Em 2023, ano de safra cheia, o terminal operado pelo Grupo FV movimentou 1,63 milhão de toneladas, equivalente a 12% da produção estadual. O desempenho, segundo Rubia, mostra o potencial de expansão caso novas demandas se consolidem.

“Não dá para cravar um percentual fixo todo ano, porque varia com a demanda global e com o comportamento da Argentina. Mas novos mercados podem alterar esse fluxo em diferentes momentos do ano.”

Mercado da soja: prêmios altos, expectativa moderada e venda mais lenta

Questionada sobre o comportamento do mercado internacional, Rubia apontou que a demanda chinesa manteve prêmios elevados ao longo do ano, apesar de oscilações no câmbio e nos preços em Chicago.
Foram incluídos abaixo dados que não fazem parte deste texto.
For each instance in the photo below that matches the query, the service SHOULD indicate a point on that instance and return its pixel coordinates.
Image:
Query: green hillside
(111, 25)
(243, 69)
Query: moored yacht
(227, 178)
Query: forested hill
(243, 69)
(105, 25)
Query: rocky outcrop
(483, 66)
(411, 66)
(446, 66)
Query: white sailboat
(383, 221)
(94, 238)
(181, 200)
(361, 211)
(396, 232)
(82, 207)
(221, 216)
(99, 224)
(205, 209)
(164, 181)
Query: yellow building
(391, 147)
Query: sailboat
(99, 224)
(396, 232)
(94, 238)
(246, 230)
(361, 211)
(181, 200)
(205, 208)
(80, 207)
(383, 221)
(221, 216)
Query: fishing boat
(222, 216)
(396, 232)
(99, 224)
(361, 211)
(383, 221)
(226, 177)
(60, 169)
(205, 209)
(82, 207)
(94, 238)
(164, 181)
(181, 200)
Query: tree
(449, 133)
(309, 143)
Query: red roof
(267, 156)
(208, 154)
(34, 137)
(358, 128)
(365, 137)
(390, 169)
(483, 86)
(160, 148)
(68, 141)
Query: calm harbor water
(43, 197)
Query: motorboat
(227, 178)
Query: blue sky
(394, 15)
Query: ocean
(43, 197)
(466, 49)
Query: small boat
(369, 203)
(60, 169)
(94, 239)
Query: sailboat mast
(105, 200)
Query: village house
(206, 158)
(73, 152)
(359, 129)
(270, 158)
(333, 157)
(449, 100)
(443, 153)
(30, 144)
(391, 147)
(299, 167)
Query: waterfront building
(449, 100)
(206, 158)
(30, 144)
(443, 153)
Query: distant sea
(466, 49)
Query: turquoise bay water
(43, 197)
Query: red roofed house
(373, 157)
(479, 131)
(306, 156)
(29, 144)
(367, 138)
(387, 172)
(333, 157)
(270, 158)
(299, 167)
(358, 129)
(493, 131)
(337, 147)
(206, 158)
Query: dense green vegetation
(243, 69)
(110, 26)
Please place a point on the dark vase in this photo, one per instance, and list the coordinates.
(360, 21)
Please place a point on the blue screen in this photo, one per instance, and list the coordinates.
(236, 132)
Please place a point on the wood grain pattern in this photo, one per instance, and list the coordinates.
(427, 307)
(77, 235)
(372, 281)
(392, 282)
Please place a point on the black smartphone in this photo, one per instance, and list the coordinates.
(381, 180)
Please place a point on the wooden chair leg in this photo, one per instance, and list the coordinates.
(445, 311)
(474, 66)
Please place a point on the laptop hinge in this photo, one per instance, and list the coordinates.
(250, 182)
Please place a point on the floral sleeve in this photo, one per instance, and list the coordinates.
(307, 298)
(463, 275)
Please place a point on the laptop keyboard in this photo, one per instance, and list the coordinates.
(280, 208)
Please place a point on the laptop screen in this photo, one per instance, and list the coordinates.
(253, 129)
Ela também avaliou que o setor antevê uma possível normalização das relações comerciais entre China e Estados Unidos, o que pode reorganizar o mercado global da soja em 2026.

“No ano passado, 82% da soja comercializada pelo grupo foi para exportação. A demanda existe há muito tempo.”

Sobre a safra atual, a CFO disse que o clima favorece a produção no sul de MS, mas que os preços não indicam tendência de alta. O produtor, observou ela, está segurando a comercialização.

“Há três anos, muitos vendiam 40% ou 50% da safra antecipada. Hoje, isso não chega nem a 15%. O mercado spot virou estratégia para buscar preços melhores.”

Expansão logística: nova unidade em Jardim fortalece ligação com o porto

Ribia confirmou que o Grupo FV está ampliando sua rede de recebimento e que uma nova unidade será instalada em Jardim. O objetivo, segundo ela, é reforçar o atendimento às operações de Porto Murtinho.

Ela lembrou que o porto operou em carga máxima em 2023:

  • 310 a 315 caminhões descarregados por dia,
  • funcionamento 24 horas,
  • 13 mil toneladas movimentadas diariamente.

“A unidade de Jardim vem como ponto de apoio. No nosso ano recorde, o porto operou no limite. Essa expansão faz parte da estratégia logística para sustentar o crescimento do corredor.”